2. The tendency to become whatever the oldest is not

"If the oldest is responsible, the middle often reacts by being lighthearted or rebellious," says Dr. Daramus "If the oldest is popular and outgoing, the middle child might be more studious or artistic."

This isn’t an automatic trait, but it’s something interesting to consider. This natural counter-imagining of self might come with an inferiority complex (like Jan Brady's "I’ll never be as pretty and popular as Marcia!" trope).

Considered through a decidedly more positive lens, this might mean a middle child can see a different path than their older siblings, since they have more freedom to define their identity outside of the family (more on that later).

3. Feelings of not being noticed or seen

You know that feeling when you raise your hand amongst of sea of people and nobody calls on you? That's big middle child syndrome energy. This may be characterized by a constant feeling of being overlooked, no matter how hard they’re screaming for attention.
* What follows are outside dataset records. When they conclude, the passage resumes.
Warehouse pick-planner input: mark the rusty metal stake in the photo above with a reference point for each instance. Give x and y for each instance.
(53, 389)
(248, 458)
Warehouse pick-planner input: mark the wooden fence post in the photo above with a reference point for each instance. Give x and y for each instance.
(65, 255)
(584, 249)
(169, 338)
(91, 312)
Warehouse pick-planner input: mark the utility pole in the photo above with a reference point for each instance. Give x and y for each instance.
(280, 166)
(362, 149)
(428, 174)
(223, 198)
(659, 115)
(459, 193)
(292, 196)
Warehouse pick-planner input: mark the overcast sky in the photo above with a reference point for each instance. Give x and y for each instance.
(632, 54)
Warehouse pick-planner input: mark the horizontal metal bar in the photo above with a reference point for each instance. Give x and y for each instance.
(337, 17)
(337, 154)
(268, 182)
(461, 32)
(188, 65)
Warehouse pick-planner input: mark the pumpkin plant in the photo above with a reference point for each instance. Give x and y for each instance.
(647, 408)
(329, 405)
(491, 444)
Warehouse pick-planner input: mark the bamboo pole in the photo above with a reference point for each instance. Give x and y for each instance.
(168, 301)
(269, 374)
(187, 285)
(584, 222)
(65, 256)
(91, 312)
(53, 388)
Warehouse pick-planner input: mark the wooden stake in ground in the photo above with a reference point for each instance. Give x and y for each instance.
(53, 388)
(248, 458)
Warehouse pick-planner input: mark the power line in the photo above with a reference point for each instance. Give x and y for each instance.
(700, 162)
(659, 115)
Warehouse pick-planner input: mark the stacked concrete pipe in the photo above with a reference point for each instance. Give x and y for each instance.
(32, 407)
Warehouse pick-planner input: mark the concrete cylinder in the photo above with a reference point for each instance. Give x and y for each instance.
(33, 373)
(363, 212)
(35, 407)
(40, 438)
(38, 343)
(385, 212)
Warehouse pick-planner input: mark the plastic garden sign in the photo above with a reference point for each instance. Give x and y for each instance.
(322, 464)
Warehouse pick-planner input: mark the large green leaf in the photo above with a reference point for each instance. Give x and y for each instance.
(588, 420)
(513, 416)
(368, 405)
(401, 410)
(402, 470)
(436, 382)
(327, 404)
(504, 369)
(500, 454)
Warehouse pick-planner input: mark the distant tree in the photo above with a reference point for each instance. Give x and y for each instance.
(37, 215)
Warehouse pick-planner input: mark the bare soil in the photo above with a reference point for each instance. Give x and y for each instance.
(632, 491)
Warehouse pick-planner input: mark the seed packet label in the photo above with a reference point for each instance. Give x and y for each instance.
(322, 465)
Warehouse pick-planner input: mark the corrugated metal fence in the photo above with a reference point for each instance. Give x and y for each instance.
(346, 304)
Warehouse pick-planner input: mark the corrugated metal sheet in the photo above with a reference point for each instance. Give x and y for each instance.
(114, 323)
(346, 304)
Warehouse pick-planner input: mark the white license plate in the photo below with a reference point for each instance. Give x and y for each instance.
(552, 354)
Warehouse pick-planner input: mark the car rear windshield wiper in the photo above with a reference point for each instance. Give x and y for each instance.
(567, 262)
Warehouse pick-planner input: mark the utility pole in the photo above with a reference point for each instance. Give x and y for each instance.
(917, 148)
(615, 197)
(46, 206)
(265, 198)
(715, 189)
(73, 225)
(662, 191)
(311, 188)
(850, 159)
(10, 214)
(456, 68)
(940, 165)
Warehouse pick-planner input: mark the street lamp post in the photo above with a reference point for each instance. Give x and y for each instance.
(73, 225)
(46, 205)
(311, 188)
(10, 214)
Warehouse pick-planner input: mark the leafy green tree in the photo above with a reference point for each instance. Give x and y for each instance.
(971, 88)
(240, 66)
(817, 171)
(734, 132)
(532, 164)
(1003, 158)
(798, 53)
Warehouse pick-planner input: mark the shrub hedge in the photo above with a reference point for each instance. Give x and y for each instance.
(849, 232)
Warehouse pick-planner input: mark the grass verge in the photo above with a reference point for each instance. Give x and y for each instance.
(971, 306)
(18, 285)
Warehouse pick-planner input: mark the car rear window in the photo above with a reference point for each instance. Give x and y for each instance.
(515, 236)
You know that feeling when you raise your hand amongst of sea of people and nobody calls on you? That's big middle child syndrome energy.

On the flip side, Thompson notes that middle children might feel like their opinions don’t matter at all, and take a more withdrawn approach by being someone who never raises their hand period. See: the middle child who doesn't bother chiming in on Zoom meetings because they’re used to being on metaphorical mute anyway.

4. Stronger external social ties

That feeling of being passed over doesn’t necessarily mean the middle child is alone. In fact, they usually foster more and stronger relationships outside of their family circle.

"Because it feels to them like their parents are closest to the oldest—who was often under the most pressure to achieve—and the youngest—who needs more care than the others—the middle child often has their closest relationships outside the home," says Dr. Daramus. "With their friends, they get to be more than just somebody else's sibling."

5. Feelings of having to prove yourself

Some with middle child syndrome have serious drive and ambition, but it also comes with exhaustion. Consider Lisa Simpson again, a straight-A student whose troublemaking brother gets celebrated for his D+ average. For every middle child experiencing burnout, there’s a Bart who made it that much harder to shine.

6. An independent streak and sense of individualism

We’re all unique snowflakes, regardless of birth order, but according to middle child syndrome, middle children may tend to carve out a more original way of living compared to their siblings, especially since they’re more receptive to outside influences.

"The stereotypical middle child is more sensitive, more distant from the family, even when they get along well, and often finds a path that's very different from the others, so they have a defined sense of self," says Dr. Daramus. "They can be a lot of fun to have around, because they're more tuned in to themselves since they're a little more distant from family expectations."

How can middle child syndrome affect adults?

Well, negatives first: Generally speaking, middle child syndrome can leave adults with an inferiority complex due to a perceived lack of attention and a constant need to grab attention of those around them.

"It can leave many adults feeling like they’re invisible and not special," says Thompson. "It can show up in relationships and can often make middle child syndrome adults feel inadequate and not worthy of love and affection. They can always have this feeling that someone else would be better."

On the other hand, they might end up shining harder because of the way they had to compete with their siblings. Or middle child syndrome could mold an adult with a stronger sense of self, one with freedom to grow into something special. It doesn’t have to be a curse nor does it have any implication on a person's predestined personality—people can flourish or not regardless of the roots in their family tree.